Our world is changing. Fast. Radically. To cope with this pace of evolution, or to simply avoid disruption, organizations must evolve. The Glorious Thirties, these years which embodied the Golden Age of mass production and standardized consumption, are definitely behind us, and let place to what Nilofer Merchant calls the Social Era, an age both of hyper connectivity and extreme individuality, characterized by versatility of markets and uncertainty of consumers’ behaviors. In this context, evolution is no more a choice.
In reality, evolution has always taken place, within and outside of organizations. Yet, many attempts to drive it have ended up in dead-ends. Innovative organizational principles, such as Lean or the Total Quality Management system, were led astray from their original customer-centricity (doing better to better serve customers) to enforce the bureaucratic and mechanized shortcomings of Taylorist organizations. Why?
One of our biggest mistake might have been to consider the three main poles of this evolution, people, technology and organizations, as separate factors linked by causal chains. We claimed, and believed, that novel technology would change business, which in turn would change customers, by creating more demand.
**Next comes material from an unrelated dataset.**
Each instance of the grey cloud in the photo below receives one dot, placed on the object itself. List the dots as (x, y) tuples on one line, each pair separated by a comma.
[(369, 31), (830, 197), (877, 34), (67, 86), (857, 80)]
Or, similarly, that new business principles would change workers’ performance, for which we will need new technology to better manage this performance. And so on. But what works in a mechanistic realm doesn’t apply in a complex world. Causes and consequences are blurred, and evolution is the result of many non-linear interdependencies which cannot be insulated. Transforming a term of the equation doesn’t ensure the propagation of this change to other components, and many organizational innovations fell short from their expected results, being trapped in causal opacity. At the light of complexity, transformation is co-evolution, which happens through the connections existing between the systems. The Taylorist organization failed and rendered itself unable to evolve, not by lack of will, but because it lost contact with employees’ creativity and customers’ expectations. Companies need to reconnect with their customers, circling back to the definition Peter Drucker gave of business: “There is only one valid definition of a business purpose: to create a customer.”
Sadly, it often seems like we don’t learn from the past. Enterprise 2.0 was primarily defined as business transformation through the use of technology. “Social” is for IBM “changing the way people connect and the way organizations succeed”, while Oracle claims that social media transforms businesses and the way they interact with customers. The present credo in «social enables the change» looks so much like another causal illusion. In a coevolutionary world, change is driven by influence, and by companies’ fitness to the global ecosystem. In other words, companies should focus on their own, intrinsic transformation to cope with today’s global mutation of business. As Ghandi once said: “If we could change ourselves, the tendencies in the world would also change.”